The U.S. International Development Finance Corporation is a federal agency providing financing mainly in developing countries for projects involving infrastructure, energy and more.
Last month, DFC loaned $500 million to Arizona-based First Solar to build a plant in India.
A Dec. 7 DFC news release chirped that the agency was “thrilled to be in a position to support First Solar’s new venture in India…vertically integrated photovoltaic solar modular manufacturing…” and the usual blah, blah, blah of a cheerleading news release.
What the news release did not say is that a big stockholder at First Solar is a major donor to the presidential campaign of Joe Biden.
That caught the attention of a pair of Republicans on the House Oversight Committee, Rep. James Comer of Kentucky, ranking member on the committee, and Rep. Ralph Norman of South Carolina, ranking member on the environmental subcommittee.
They want to see DFC records regarding the First Solar loan.
“The loan, which is DFC’s ‘largest single debt financing transaction,’ raises questions about the involvement of political considerations in the analysis and decision-making processes at the DFC,” Comer and Norman said in a letter to the DFC.

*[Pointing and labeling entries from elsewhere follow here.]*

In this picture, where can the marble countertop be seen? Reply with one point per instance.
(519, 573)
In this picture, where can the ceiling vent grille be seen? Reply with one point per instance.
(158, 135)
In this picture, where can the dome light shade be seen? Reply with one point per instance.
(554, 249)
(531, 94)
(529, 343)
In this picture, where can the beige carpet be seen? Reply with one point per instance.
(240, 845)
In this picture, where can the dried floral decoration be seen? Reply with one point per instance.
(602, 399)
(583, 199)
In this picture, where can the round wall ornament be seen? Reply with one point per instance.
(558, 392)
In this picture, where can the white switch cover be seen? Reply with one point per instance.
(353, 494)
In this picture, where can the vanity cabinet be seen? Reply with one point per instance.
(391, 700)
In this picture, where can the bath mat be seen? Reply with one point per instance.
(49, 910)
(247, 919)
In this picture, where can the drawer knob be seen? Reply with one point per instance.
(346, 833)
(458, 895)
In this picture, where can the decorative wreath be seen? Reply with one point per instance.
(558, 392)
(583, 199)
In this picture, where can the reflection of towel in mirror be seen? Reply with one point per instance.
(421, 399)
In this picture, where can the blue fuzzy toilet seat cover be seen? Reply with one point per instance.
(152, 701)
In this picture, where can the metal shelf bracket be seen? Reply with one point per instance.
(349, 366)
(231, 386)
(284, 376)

The congressmen want records of communications about First Solar between the DFC and the White House. They’re also interested in communications involving billionaire Walton or individuals representing him.
“Given Mr. Walton’s extensive history [of] fundraising for Democrats, this loan raises questions about what role his political contributions may have played in DFC’s decision to grant this loan,” Comer and Norman wrote.
First Solar referred the Free Beacon to the DFC for comment and the DFC declined to respond.
The Congressmen also are interested in a Jan. 7 class-action lawsuit by shareholders claiming First Solar executives put out misleading information and inflated its stock price.
In that suit, the pension fund of Pontiac, Michigan, employees claimed that a First Solar solar module was “grossly underperforming and was unable to hit its wattage targets.”
Those claims inappropriately boosted 2019 stock prices and caused investors to lose money, the Free Beacon said.
In 2020, First Solar settled for $350 million with two U.K. pension fund stockholders who filed suit claiming First Solar’s misleading financial statements had inflated stock prices between 2008 and 2012.
The DFC was known before 2019 as the Overseas Private Investment Corporation, which had a “history of deals gone bad when mixing taxpayer dollars with politically connected entities like First Solar,” Tom Anderson, director of the Government Integrity Project at the National Legal and Policy Center told the Free Beacon.
“This agency has a history of favoring entities backed by huge political contributors, like First Solar, by giving them less scrutiny while prioritizing politically connected projects above entities and individuals who are not politically active,” Anderson said.
But a DFC spokesperson, whom the Free Beacon said asked not to be named, said the December deal had “absolutely nothing to do with politics.”
This is not the first time First Solar has been scrutinized by Republican House Oversight Committee members. They examined it in 2012, while reviewing Obama administration federal loans to solar companies that included the bankruptcy of politically-connected Solyndra and its default on a $500 million federal loan.
During the Obama administration there were $3 billion in loan guarantees to First Solar despite the company not being qualified to receive them, Republican members of Congress at the time said.
While known as OPIC, the agency in 2010 facilitated a $10 million loan to a donor of then-Secretary of State Hillary Clinton. Instead of using the money for a Haiti relief program, the donor kept it, later being sent to prison for fraud, according to the Free Beacon.
The current DFC loan was part of the Biden administration’s “Build Back Better World” program.